Bir kılıç değiyor başlarından birisine, yerine iki baş çıkıyor. Daha iri, daha yalım dilli. Diller gerilmiş, dışarda. Keskin bir kılıç geliyor, o iki başı da kesiyor. Dört baş çıkıyor, başlar kesiliyor, başlar büyüyor, dökülüyor. Bin başlı evran. Evranın başları gittikçe büyüyor, çoğalıyor. Kılıçlar yağıyor evranın başına. Bir bulutun içine girip gökyüzüne ağıyor evranlar. Sonra yollara iniyorlar. Kara, ak, boz, turuncu, sırmalı top top bulutlar toprağa, yollar boyunca tozan ovalara iniyorlar. Kılıçlar üşüyor, binlerce… Bulutların içindeki başlara. Başlar çoğalıyor.

Kafdağının arkası, ulu kayalıklar, iri, uçak kadar kartallar, tren uzunluğunda evranlar. Güneşler, aylar, karanlıklar.” (s. 257-258)

Kentin mahşeri andıran karmaşasına karışmadan gölgede okuyorsun kitabını. Romandaki Ferhat Hoca’yı hatırlıyorsun. Bir zamanlar gezindiğin o roman coğrafyasından izlere dönüyorsun. Birden Ali Safa Bey’in kendisine başkaldıran köylülerin yaşattığı korkuyu hatırlıyorsun.

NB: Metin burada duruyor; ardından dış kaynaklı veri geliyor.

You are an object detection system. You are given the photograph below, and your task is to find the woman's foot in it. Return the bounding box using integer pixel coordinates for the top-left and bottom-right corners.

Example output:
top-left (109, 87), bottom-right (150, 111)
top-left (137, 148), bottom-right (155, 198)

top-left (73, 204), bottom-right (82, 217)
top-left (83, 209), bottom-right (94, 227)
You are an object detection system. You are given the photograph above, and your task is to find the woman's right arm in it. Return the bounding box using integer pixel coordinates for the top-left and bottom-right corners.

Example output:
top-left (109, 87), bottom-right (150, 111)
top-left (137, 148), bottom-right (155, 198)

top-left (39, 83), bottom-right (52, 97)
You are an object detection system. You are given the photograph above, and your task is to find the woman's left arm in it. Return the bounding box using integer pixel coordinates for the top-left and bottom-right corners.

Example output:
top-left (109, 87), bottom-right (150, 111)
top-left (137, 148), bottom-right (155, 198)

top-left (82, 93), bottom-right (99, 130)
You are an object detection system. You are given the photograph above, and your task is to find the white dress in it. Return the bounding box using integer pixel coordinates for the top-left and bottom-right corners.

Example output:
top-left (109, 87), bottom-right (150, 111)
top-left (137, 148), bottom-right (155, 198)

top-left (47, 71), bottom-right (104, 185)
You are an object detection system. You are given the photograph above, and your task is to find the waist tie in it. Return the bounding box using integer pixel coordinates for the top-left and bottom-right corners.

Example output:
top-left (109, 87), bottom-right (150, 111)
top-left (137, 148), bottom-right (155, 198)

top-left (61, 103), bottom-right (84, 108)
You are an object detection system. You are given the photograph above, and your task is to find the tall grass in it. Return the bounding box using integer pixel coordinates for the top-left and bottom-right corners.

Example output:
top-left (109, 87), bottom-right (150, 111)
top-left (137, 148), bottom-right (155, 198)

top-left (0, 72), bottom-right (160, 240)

Onların o süklüm püklüm hallerinden sıyrılıp cana gelmelerinin yaşattığı korkuyu…

Şimdi, bu yağma zamanında, içinden geçtiğiniz karanlıkta, bu yoksullaşma çağında hiçbir şey yokmuşçasına hayata devam eden insanlığın suskunluğuna hayret ederek “İnce Memed”i okumaya devam ediyorsun, onun “mecbur insan” olma halini düşünerek üstelik…

(*) “Milliyetçi Türkiye mi: MHP Nerede Duruyor?”, Cumhuriyet, 14 Mart 2025

(**) Temel Sağıroğlu, “Yasa Tasarısına Göre Artık Avrupa Ülkesi Sayılmayacağız”, Turkish Forum 13 Mart 2015

(***) Retractationes: İncelemeler, Augustinus; Çev.: Özden Özkaya Demirhan, 2025, Dergâh Yay.,  230 .

(****) İnce Memed 2, Yaşar Kemal; Mayıs 1969, Ant Yay., 590 s.